Dividends should be the directly income of
investing in the stocks for the general investors, and the news on the dividend
publishing could always be communicated to the market and incent the share
price in the market. The general investors could consider their high dividends
and decide join their business. Moreover, buyback should be another action to
put up their share price. And the shares from the buyback would be saved as the
treasury shares. And this should be used to reduce the pressure of managers in
the company. In that case, at the same level of profit, their EPS would be
increased. Another reason these two actions could calm down the investors,
before the company does some risky acquisition or investment. Indeed, the money
could let the investors forget the risk in the future. However, it should be
really considered carefully, for these actions are like squeezing the value.

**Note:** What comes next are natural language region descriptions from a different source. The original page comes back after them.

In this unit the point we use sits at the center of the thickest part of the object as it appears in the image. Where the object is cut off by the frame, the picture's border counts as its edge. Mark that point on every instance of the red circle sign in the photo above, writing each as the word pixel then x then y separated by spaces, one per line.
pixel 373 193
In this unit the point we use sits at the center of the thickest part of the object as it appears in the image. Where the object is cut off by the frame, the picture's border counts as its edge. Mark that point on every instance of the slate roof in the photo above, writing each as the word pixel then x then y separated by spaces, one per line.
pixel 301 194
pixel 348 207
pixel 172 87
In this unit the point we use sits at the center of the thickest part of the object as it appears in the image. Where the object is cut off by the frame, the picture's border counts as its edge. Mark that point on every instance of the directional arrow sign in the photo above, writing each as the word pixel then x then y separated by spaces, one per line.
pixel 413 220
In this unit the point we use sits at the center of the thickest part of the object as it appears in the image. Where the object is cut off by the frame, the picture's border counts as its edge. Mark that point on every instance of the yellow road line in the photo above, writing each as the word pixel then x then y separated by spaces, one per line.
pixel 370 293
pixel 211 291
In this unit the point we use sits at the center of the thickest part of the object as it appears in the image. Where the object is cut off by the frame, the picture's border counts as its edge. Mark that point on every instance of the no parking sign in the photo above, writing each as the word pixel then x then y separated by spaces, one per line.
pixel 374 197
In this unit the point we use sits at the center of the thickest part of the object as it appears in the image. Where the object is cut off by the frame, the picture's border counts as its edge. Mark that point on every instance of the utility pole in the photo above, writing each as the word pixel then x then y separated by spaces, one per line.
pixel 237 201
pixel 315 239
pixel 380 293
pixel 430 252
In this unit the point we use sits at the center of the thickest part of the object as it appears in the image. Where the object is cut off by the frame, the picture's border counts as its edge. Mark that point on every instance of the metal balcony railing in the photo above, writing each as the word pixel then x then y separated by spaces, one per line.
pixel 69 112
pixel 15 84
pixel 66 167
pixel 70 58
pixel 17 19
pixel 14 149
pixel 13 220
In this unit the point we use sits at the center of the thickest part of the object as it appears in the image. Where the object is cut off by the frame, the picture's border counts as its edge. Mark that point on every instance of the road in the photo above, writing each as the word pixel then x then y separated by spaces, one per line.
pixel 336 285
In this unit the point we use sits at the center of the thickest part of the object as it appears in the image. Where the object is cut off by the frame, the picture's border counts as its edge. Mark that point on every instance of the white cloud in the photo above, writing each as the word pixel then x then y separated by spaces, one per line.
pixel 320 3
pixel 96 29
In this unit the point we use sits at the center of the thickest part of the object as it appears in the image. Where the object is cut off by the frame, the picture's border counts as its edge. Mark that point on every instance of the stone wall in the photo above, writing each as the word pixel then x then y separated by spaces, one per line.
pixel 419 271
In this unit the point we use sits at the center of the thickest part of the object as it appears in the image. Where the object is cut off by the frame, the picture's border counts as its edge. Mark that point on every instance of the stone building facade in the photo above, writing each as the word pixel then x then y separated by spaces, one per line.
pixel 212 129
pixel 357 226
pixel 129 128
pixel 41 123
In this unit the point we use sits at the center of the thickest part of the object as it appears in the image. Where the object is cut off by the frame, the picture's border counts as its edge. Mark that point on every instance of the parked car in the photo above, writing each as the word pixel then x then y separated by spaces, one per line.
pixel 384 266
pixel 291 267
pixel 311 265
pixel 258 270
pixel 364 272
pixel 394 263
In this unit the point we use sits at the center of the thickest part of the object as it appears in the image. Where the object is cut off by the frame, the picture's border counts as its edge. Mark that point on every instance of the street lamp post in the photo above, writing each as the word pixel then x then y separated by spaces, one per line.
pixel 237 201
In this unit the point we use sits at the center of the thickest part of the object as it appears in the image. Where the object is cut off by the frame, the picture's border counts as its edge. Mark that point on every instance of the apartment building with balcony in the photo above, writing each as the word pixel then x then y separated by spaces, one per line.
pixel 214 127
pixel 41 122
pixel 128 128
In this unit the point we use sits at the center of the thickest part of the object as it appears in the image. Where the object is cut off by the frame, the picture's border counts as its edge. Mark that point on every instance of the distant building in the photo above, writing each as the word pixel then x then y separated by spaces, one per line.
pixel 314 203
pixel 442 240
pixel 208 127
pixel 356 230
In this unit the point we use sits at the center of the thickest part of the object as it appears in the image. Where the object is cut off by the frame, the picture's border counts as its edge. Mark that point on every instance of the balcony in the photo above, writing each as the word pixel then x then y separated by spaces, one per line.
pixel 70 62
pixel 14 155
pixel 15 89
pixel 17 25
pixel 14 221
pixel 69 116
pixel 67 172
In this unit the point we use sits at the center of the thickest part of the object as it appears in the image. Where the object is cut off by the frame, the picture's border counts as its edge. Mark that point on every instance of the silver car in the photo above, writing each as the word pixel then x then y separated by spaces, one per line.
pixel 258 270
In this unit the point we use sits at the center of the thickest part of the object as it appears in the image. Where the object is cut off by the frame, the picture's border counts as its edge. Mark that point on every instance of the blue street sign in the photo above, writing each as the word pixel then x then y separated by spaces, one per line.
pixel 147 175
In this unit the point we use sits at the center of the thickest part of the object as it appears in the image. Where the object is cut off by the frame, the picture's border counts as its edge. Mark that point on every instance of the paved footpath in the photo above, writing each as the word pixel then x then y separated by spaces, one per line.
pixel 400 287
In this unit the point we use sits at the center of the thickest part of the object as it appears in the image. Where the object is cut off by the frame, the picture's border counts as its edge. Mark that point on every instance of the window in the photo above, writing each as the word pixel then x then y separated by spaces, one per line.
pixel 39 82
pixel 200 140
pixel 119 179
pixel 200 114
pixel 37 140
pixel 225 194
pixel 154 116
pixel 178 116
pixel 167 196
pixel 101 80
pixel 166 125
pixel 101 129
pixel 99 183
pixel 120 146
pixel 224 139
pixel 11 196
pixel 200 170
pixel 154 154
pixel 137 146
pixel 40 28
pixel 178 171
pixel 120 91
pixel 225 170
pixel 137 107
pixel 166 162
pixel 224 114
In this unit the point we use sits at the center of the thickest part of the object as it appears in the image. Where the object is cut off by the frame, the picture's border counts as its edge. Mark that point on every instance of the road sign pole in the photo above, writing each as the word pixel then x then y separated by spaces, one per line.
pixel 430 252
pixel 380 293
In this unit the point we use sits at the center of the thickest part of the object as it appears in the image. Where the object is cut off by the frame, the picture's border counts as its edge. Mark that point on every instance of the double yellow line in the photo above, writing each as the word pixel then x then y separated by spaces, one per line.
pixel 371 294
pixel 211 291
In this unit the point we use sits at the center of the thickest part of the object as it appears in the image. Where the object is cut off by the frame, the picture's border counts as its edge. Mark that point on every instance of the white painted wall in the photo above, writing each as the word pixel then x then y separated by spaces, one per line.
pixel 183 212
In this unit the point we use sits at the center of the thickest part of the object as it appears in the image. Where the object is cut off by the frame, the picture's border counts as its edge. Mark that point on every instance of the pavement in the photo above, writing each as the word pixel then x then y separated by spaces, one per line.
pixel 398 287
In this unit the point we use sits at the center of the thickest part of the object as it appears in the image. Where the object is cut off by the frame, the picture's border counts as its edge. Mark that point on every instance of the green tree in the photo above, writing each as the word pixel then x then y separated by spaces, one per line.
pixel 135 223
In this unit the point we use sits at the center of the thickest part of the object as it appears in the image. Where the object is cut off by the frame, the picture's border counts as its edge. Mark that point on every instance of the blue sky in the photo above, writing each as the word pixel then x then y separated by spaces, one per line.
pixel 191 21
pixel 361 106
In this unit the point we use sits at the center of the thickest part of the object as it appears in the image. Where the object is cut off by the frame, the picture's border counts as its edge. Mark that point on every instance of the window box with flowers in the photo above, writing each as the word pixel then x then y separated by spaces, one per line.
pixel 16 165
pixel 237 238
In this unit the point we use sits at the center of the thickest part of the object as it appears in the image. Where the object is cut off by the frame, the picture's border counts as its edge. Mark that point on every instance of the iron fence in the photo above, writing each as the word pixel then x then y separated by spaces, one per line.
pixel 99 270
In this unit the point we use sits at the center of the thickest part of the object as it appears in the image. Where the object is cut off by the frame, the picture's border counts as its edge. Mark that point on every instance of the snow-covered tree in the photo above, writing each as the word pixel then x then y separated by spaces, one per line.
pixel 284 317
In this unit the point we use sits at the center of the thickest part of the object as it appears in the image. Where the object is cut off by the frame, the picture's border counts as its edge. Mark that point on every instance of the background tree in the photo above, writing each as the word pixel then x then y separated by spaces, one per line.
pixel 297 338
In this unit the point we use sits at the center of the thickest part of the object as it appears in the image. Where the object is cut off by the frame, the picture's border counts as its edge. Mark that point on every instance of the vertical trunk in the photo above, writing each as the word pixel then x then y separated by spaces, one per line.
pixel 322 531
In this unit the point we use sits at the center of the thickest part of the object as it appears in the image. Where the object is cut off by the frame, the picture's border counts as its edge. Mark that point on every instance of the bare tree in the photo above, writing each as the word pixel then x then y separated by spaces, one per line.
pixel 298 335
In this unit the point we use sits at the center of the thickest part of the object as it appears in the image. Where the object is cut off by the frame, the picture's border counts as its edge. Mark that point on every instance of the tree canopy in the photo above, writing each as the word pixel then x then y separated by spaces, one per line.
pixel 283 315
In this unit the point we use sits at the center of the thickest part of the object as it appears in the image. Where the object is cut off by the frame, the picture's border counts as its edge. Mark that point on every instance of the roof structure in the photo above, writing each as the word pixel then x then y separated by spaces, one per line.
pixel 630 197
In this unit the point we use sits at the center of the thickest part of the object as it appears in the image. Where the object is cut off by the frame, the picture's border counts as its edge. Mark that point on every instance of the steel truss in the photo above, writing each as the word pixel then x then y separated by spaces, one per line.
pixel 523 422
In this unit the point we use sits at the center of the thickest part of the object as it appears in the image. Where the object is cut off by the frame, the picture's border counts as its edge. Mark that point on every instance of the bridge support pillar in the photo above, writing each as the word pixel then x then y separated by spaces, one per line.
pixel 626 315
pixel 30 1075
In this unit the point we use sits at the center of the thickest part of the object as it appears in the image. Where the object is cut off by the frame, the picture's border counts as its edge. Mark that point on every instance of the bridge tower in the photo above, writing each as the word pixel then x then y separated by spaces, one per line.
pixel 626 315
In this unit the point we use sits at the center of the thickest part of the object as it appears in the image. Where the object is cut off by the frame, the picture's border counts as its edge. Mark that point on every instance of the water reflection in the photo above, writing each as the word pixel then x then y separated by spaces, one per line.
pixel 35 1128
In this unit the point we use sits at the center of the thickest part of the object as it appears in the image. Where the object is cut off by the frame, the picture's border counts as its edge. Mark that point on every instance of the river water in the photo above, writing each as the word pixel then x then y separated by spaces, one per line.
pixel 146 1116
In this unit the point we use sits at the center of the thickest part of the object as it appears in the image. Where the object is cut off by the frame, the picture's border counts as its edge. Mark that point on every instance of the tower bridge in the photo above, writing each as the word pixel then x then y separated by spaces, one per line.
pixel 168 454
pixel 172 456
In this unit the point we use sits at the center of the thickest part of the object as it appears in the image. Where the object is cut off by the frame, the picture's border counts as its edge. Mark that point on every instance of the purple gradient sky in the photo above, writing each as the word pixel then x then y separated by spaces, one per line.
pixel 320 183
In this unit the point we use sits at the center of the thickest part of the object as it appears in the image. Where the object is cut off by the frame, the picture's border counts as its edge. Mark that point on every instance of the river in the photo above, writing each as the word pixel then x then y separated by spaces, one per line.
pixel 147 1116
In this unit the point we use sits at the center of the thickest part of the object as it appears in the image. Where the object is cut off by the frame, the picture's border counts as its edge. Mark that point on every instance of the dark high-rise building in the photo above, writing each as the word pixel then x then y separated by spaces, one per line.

When the company faces the troubles, it will not keep that price, and the
wealth of investors could be condensed faster that how you imagine.
On 27th April 2012, IBM
published their dividend, and they promised to raise the return of investment
for the general investors, and at the same time, the BOD approved $7 billion to
buyback their shares in the market, for the top bosses of IBM feel so good
about its financial prospects. High dividends and buyback are increased the
price sharply. And I think at this moment, the managers of IBM should be one of
the happiest in the market. Their pressure has been reduced. And for IBM, because
of their top market position, unless the market has been destroyed, what they
do now is withdraw their future expectation. To balance the risks, they company
keeps to acquire new company and investment since 2000 to increase their size
and capital amount. What a brilliant action for a company is! However, there is
a truly risk existing. The American government has been aware of their monopoly
position in the market, the future is uncertain.
Since 2000, it keeps use this method to
push up the price, it is still a great risk for this action. Indeed, the market
room has been created again and again, but it does not mean this could be used
forever. When the acquisition and investment are stopped, the managers should
face up with a great-accumulated pressure! That would be a disaster for IBM.